The California Air Resources Board (CARB) is also pursuing CO2 standards for MY 2017-25 cars and trucks. CARB intends to coordinate its action with the EPA and NHTSA, along with the automakers and other stakeholders, with the goal of setting a single national standard. Federal regulators intend to issue a "game plan" for MY 2017-25 light-duty vehicles by September 2010 and adopt a final rule by mid-2012, while CARB officials want to complete action on the CO2 standards by the end of 2010.
Drastically increased CAFE potentially limits consumer choice if manufacturers are forced to make smaller, less powerful, and less useful cars and light-duty vehicles in order to meet government fuel economy demands. Market-based solutions must be employed which allow the consumer to participate in and respond to national energy policies.

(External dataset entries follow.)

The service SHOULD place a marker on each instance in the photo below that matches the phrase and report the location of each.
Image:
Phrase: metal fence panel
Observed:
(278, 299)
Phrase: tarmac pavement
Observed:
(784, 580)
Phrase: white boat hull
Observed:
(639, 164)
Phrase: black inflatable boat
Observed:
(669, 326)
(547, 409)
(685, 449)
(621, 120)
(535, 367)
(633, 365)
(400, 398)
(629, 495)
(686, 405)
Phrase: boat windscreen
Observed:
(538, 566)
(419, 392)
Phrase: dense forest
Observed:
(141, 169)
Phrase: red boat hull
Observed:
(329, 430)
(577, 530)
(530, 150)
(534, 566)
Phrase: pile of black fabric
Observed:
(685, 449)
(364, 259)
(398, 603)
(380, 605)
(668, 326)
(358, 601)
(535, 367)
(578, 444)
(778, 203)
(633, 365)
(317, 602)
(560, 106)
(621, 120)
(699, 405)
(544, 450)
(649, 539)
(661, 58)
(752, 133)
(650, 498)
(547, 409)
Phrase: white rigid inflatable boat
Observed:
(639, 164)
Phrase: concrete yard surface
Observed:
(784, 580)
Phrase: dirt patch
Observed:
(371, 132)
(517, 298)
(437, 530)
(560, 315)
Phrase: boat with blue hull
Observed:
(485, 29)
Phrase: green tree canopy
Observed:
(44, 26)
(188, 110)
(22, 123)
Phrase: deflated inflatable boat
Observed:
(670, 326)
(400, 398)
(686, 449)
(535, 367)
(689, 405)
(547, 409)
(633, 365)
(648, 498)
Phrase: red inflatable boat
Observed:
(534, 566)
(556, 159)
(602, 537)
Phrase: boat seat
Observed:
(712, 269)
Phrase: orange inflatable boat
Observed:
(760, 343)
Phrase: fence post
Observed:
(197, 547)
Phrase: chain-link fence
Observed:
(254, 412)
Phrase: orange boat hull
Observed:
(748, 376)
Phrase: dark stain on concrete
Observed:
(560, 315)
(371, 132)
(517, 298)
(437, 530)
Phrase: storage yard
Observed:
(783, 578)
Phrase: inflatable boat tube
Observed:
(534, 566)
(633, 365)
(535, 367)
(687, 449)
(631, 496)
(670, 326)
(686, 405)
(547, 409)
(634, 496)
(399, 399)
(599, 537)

Lighting Equipment Advances & Government Regulations: Issues Affecting the Automotive Aftermarket
Lighting technology has entered a new dimension. Light emitting diodes, for example, are blazing a new path from taillamps to headlamps. Car lamps can now produce light beams that bend around corners, lengthen when the car is going fast and shorten and widen when the car slows down. The aftermarket industry is on the leading edge of these technological advances that promote safety and provide styling alternatives for new lighting products. Much of this innovative aftermarket equipment for cars, trucks, and SUVs provides greater road illumination and creates increased visibility. Federal and state regulators are working to keep current with these advances and also confirm that new products comply with existing regulations.
The National Highway Traffic Safety Administration (NHTSA) is the federal agency that regulates original and aftermarket motor vehicle lighting products, including newer technologies coming into the marketplace. Attention has been focused on non-compliant High Intensity Discharge (HID) conversion kits that may produce glare and restyled combination lamps that are missing required functions existing on the original equipment lamps. Certain clear taillamp covers, marker lamps, certain "blue" headlamp bulbs, and other equipment has also been subject to scrutiny.
Optional lighting equipment (non-federally required) is not prohibited by federal law, but is sometimes regulated by the states. Many states establish optional lighting restrictions through the authority of the state police or the state transportation agency.
State-level enforcement of federally required lighting equipment can not deviate from what is prescribed by the federal government. This is called federal preemption. However, states are free to enact and enforce safety and equipment regulations which are identical to the federal safety standards. States also have jurisdiction to enact and enforce vehicle equipment and safety regulations covering equipment not regulated at the federal level, such as "optional" or "accessory" lighting equipment. Some states prohibit a vehicle from being equipped with a lamp or lighting device unless such lamp or lighting device is expressly required or permitted by law or regulation. Other states may regulate optional lighting equipment for maximum candlepower, location and placement, aim of light beam and the times, places and conditions under which the lamps or lights may be used. They may prohibit the use of flashing, oscillating, modulating, or rotating lights of any color while the vehicle is being operated on a public highway.